Estou tentando combinar essa ideia com todas as demos incríveis de cyborg que estiveram na mídia por anos - pessoas bebendo café com braços mecânicos e fazendo implantes cerebrais em Belize. O futuro sempre pareceu distante, como fazia meio século atrás, quando José Delgado entrou na arena. Em breve todos nos tornaremos cérebros em computadores, em breve nossos pensamentos e sentimentos serão carregados na Internet e em breve os estados de nossa psique serão gerais e analisados. Já podemos ver os contornos desse lugar assustador e atraente no horizonte - mas quanto mais perto estamos dele, mais distante ele parece.

Por exemplo, Kennedy está cansado desse paradoxo de Zeno no progresso humano; ele não tem paciência para seguir o futuro. Portanto, ele está se esforçando freneticamente - para nos preparar para o mundo de "2051", que para Delgado estava ao virar da esquina.

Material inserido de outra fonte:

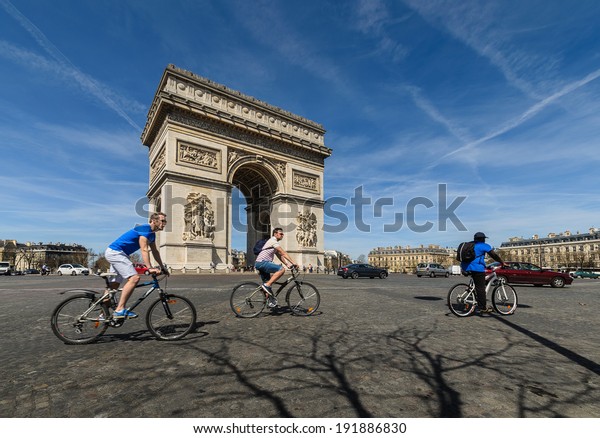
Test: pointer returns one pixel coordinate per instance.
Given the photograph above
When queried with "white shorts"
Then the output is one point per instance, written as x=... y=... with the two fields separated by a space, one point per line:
x=120 y=265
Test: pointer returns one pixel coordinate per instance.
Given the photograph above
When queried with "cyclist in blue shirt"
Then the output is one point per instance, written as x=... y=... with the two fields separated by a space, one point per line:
x=476 y=269
x=117 y=254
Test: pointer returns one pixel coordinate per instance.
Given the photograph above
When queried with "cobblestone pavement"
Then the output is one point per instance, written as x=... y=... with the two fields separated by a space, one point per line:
x=376 y=348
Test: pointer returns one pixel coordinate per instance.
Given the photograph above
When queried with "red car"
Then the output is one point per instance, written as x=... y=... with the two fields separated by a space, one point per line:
x=140 y=268
x=528 y=273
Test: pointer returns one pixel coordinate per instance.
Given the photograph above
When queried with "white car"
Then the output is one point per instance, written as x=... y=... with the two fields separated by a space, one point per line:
x=72 y=269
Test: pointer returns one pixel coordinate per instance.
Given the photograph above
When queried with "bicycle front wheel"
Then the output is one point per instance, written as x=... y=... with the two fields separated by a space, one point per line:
x=172 y=318
x=303 y=299
x=247 y=300
x=504 y=299
x=461 y=300
x=71 y=327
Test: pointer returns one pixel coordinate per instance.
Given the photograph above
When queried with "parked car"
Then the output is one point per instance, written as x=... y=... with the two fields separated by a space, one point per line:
x=356 y=270
x=140 y=268
x=584 y=274
x=431 y=270
x=528 y=273
x=72 y=269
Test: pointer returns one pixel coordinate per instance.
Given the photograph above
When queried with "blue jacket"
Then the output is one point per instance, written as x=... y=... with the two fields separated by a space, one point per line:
x=477 y=265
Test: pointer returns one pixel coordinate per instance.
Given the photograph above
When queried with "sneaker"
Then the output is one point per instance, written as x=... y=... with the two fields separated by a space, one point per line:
x=124 y=314
x=267 y=289
x=271 y=301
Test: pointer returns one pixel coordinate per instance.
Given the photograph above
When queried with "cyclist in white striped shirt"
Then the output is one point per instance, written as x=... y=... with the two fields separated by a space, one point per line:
x=270 y=272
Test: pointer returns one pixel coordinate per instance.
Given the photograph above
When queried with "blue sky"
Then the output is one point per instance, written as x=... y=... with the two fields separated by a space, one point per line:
x=498 y=101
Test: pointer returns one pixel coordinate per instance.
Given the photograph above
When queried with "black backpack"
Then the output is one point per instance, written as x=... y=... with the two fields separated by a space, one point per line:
x=465 y=252
x=258 y=246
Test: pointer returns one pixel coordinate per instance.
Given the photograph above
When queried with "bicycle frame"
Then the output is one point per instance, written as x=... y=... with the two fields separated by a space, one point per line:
x=109 y=294
x=294 y=277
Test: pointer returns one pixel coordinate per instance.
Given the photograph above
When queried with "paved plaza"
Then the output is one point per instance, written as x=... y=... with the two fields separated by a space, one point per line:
x=376 y=348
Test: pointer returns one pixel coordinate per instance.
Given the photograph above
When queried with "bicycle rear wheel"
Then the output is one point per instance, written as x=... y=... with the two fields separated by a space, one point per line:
x=171 y=319
x=504 y=299
x=247 y=300
x=461 y=300
x=69 y=325
x=303 y=299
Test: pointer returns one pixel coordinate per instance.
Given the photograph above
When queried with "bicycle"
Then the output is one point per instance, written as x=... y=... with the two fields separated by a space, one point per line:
x=248 y=299
x=83 y=318
x=462 y=298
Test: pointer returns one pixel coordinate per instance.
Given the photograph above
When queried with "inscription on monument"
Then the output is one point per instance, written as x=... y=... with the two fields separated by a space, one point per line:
x=200 y=156
x=305 y=181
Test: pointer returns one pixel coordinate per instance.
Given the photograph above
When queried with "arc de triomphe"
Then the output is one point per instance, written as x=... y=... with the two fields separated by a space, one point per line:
x=204 y=139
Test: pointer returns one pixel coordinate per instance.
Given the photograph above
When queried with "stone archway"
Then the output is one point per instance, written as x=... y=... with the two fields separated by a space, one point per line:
x=258 y=185
x=204 y=139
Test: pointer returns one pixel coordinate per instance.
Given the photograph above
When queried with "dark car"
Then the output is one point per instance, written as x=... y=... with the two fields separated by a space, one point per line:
x=356 y=270
x=528 y=273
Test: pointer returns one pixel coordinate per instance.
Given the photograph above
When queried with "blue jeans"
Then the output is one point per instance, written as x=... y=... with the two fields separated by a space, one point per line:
x=265 y=269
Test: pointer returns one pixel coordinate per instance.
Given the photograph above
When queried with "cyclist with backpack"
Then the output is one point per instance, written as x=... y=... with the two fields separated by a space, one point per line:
x=270 y=272
x=472 y=257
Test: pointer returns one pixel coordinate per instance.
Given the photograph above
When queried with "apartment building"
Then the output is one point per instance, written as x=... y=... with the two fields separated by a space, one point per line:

Quando Kennedy finalmente apresentou as descobertas de seu auto-estudo - primeiro no simpósio de maio na Emory University e depois na conferência da Neuroscience Society em outubro - alguns de seus colegas hesitaram em mostrar apoio. Correndo o risco, trabalhando sozinho e com seu próprio dinheiro, disse Chang, Kennedy foi capaz de criar uma gravação única da linguagem em seu cérebro: “Este é um conjunto de dados muito valioso, independentemente de ele descobrir o segredo das próteses de fala. Este é realmente um evento incrível. " Seus outros colegas ficaram intrigados, embora um tanto perplexos: em uma área constantemente limitada por barreiras éticas, um homem que eles conheceram e amaram durante anos deu um passo ousado e inesperado para trazer a pesquisa do cérebro para mais perto de seu propósito pretendido. No entanto, outros cientistas ficaram horrorizados. Como o próprio Kennedy disse: "Alguém me considerou um louco, alguém - um bravo."

Na Geórgia, perguntei a Kennedy se ele repetiria o experimento novamente. "Em mim mesmo?" - esclareceu ele. “Não, eu não deveria repetir isso. No mesmo hemisfério, pelo menos. " Bate no crânio, que ainda esconde os eletrodos cônicos. Então, como se empolgado com a ideia de conectar implantes a outro hemisfério, ele começa a fazer planos para criar novos eletrodos e implantes mais complexos, para obter a aprovação do FDA para continuar trabalhando, para encontrar verbas para pagar por tudo.

“Não, eu não deveria estar fazendo isso no outro hemisfério”, ele diz no final. “Eu não tenho o equipamento para isso de qualquer maneira. Faça-me esta pergunta quando estiver pronto. Aqui está o que aprendi com meu tempo com Kennedy e com sua resposta vaga - nem sempre é possível planejar a rota do caminho para o futuro. Às vezes, você precisa primeiro construir a própria estrada.